O calçado "não vai escapar às pressões inflacionistas" e deverá registar um "forte aumento" de preços, nos próximos seis meses, estimado entre os 5 e 20%. Essa é a convicção de metade dos especialistas ouvidos para o inquérito do World Footwear, projeto da associação portuguesa do calçado que avalia as grandes tendências mundiais do setor. O crescimento médio global apontado é de 8,4%, variando entre um máximo de 9,8% na Europa e um mínimo de 5,7% na América do Norte. O cenário é de otimismo.
"A maioria dos membros do nosso painel acredita que, nos próximos seis meses, a quantidade de calçado vendido vai crescer moderadamente juntamente com os preços, que devem aumentar fortemente. Naturalmente, as perspetivas quanto à evolução dos preços podem estar a refletir o impacto esperado do aumento dos custos de produção. A maioria dos nossos entrevistados também espera que os seus negócios tenham uma saúde "forte" nos próximos meses e que o número de empregos aumente", pode ler-se na 6ª edição do World Footwear Business Conditions Survey, a que o Dinheiro Vivo teve acesso.
Foram 108 as respostas válidas recolhidas, sendo que 48% são de países europeus, 22% da Ásia e 14 e 9% da América do Norte e do Sul, respetivamente. O contributo de especialistas africanos foi de 7% das respostas. Em termos de análise por atividade, metade dos inquiridos estão ligados à indústria (32%) e ao comércio e distribuição de calçado (18%). A outra metade é de associações, consultores e outros especialistas.
O aumento do custo das matérias-primas e das mercadorias é a "principal dificuldade" apontada pelo setor (84%). Seguem-se os problemas com a mão-de-obra, apontados por 40% dos inquiridos, e as dificuldades financeiras (28%). Comparativamente a edições anteriores, destaque para o facto de terem desaparecido das preocupações da indústria a falta de encomendas ou as questões relativas à competitividade. Refira-se que 51% dos inquiridos espera que o nível de emprego no setor cresça nos próximos seis meses, havendo apenas 6% de respostas a apontar para uma quebra.
Quanto ao consumo, as estimativas apontam para um crescimento de 5,9% a nível global, sendo que os dados variam muito de continente para continente: 2,5% de aumento na América do Norte, 5,2% na Europa, 6,8% em África, 7% na América do Sul e 8,9% na Ásia.
CitaçãocitacaoO aumento do custo das matérias-primas e das mercadorias é a "principal dificuldade" apontada pelo setor (84%).

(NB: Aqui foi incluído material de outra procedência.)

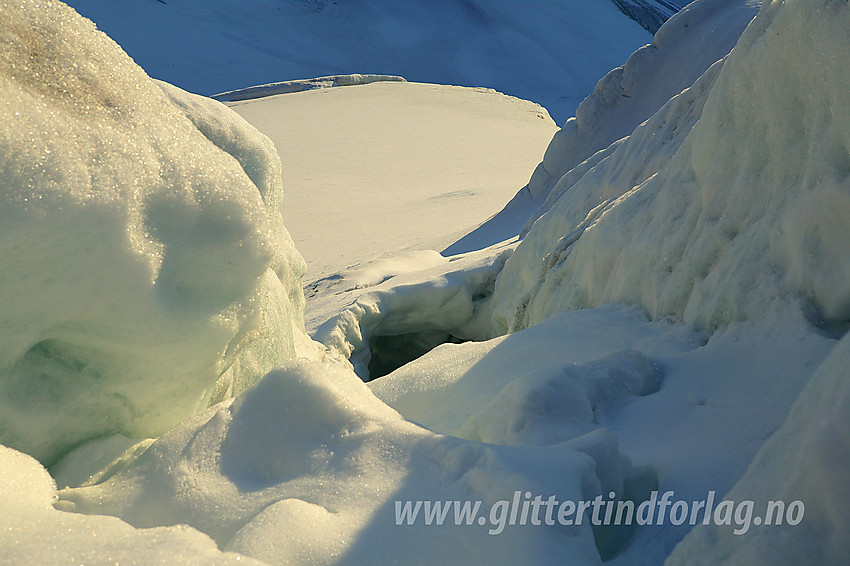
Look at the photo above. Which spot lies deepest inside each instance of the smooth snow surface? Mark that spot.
(33, 532)
(146, 269)
(686, 45)
(390, 166)
(551, 52)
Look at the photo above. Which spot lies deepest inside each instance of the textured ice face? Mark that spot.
(143, 256)
(750, 206)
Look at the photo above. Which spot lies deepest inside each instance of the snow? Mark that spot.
(345, 149)
(734, 222)
(32, 531)
(145, 272)
(213, 46)
(299, 85)
(682, 50)
(304, 468)
(674, 319)
(806, 460)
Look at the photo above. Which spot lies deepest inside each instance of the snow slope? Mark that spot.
(347, 163)
(725, 210)
(212, 46)
(747, 211)
(688, 44)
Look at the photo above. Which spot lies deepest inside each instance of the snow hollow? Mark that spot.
(657, 320)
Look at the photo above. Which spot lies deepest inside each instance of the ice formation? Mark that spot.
(749, 211)
(146, 269)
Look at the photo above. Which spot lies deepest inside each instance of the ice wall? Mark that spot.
(145, 268)
(748, 207)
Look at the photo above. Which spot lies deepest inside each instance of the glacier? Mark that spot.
(673, 317)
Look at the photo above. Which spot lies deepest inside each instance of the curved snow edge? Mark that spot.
(299, 85)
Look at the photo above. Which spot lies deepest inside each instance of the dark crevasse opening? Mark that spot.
(390, 352)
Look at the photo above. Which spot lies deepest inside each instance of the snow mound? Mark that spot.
(36, 533)
(750, 209)
(146, 269)
(409, 313)
(306, 468)
(805, 460)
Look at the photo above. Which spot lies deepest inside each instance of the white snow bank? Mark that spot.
(806, 460)
(751, 209)
(298, 85)
(539, 386)
(685, 46)
(690, 414)
(145, 272)
(375, 169)
(306, 467)
(552, 52)
(419, 301)
(33, 532)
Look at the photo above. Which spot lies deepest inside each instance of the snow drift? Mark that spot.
(146, 269)
(749, 208)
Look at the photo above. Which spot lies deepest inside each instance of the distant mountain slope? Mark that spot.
(550, 51)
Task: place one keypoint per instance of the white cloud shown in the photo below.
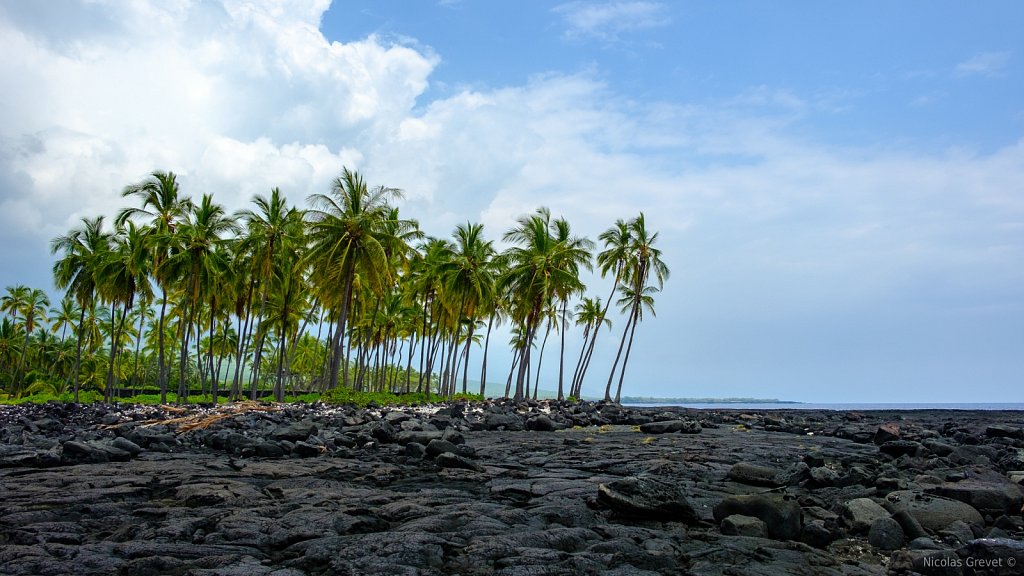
(607, 21)
(757, 220)
(237, 98)
(985, 64)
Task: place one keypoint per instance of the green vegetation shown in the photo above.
(346, 300)
(339, 396)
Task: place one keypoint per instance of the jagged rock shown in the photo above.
(450, 460)
(886, 534)
(542, 423)
(986, 497)
(664, 426)
(739, 525)
(753, 475)
(780, 516)
(646, 498)
(860, 513)
(933, 512)
(438, 446)
(295, 430)
(503, 421)
(1005, 430)
(887, 433)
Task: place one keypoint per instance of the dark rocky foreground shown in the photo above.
(529, 489)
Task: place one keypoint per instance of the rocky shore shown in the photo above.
(511, 489)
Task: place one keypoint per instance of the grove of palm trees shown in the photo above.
(177, 297)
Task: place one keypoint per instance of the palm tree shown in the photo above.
(541, 268)
(643, 259)
(574, 252)
(590, 315)
(29, 304)
(270, 229)
(197, 260)
(62, 316)
(123, 275)
(83, 249)
(165, 208)
(469, 278)
(612, 259)
(346, 240)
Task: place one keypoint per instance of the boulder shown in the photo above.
(933, 512)
(1005, 430)
(739, 525)
(886, 534)
(646, 498)
(781, 517)
(498, 421)
(664, 426)
(541, 423)
(860, 513)
(450, 460)
(437, 447)
(754, 475)
(899, 448)
(295, 430)
(988, 497)
(887, 433)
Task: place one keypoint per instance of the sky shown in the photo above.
(838, 188)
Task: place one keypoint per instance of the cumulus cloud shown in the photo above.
(757, 220)
(237, 97)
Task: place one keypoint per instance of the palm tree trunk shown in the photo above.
(213, 373)
(78, 352)
(483, 365)
(583, 352)
(622, 343)
(242, 348)
(633, 329)
(162, 375)
(540, 360)
(279, 388)
(561, 353)
(340, 329)
(138, 345)
(465, 369)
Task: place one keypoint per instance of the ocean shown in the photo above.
(842, 407)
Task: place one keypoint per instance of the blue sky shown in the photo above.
(839, 188)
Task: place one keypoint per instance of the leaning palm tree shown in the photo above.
(62, 316)
(590, 315)
(643, 259)
(123, 275)
(270, 229)
(574, 253)
(346, 240)
(540, 268)
(163, 205)
(29, 304)
(83, 250)
(197, 261)
(469, 278)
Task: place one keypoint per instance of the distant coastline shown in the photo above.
(671, 401)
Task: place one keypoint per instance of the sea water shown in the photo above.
(840, 407)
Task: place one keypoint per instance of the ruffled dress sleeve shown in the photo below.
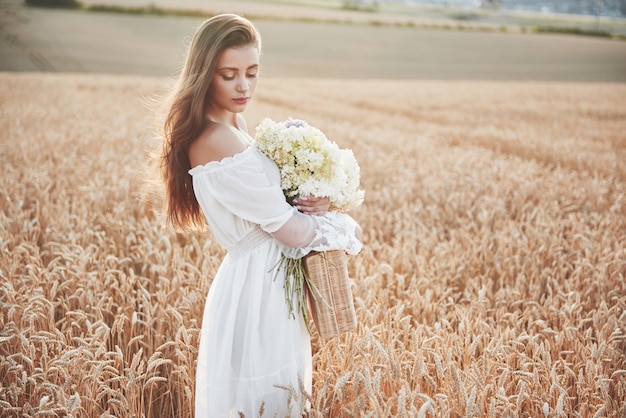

Segue-se a falta de mão-de-obra, apontada por 40% dos inquiridos.
Por fim, e no que aos canais de distribuição diz respeito, cerca de dois terços dos especialistas entrevistados acreditam que o e-commerce vai aumentar o seu peso na venda de calçado nos próximos três anos.
Como não podia deixar de ser, o inquérito deste ano incluiu uma pergunta sobre o impacto da guerra da Ucrânia no setor, sendo que mais de dois terços dos inquiridos esperam que o conflito tenha um impacto negativo no negócio. Destes 67%, 13% esperam que esse impacto seja "muito negativo".
"Os dados deste sexto inquérito do World Footwear parecem confirmar os bons indicadores que vamos tendo. Esperava-se que 2022 seria já um ano de recuperação do setor, recuperação que antevíamos que pudesse ser definitivamente consolidada em 2023", refere o diretor de comunicação da APICCAPS. Paulo Gonçalves admite que as previsões dos especialistas é "mais uma mensagem de esperança" para a atividade, mas lembra que é preciso "colocar um certo travão em alguma euforia" que possa existir na fileira, atendendo à guerra na Ucrânia.
"O aumento muito significativo das matérias-primas, de forma direta ou indireta por via da guerra na Ucrânia, influenciará sempre os resultados globais das empresas. Mas não deixa de ser uma boa notícia que se antevê já crescimento do consumo mundial de calçado na ordem dos 6%, o que já é um aumento muito interessante. Mas não podemos esquecer que este é um ano atípico. Começamos com dados muito positivos do comércio internacional, mas o grau de incerteza nesta altura é muito elevado".
Recorde-se que, nos primeiros dois meses do ano, Portugal exportou calçado no valor de 316,6 milhões de euros, um aumento de 22,7% face ao período homólogo e já só 2,5 milhões abaixo de janeiro e fevereiro de 2020 que, em Portugal, foram ainda meses pré-pandemia, com os primeiros casos confirmados a 2 de março.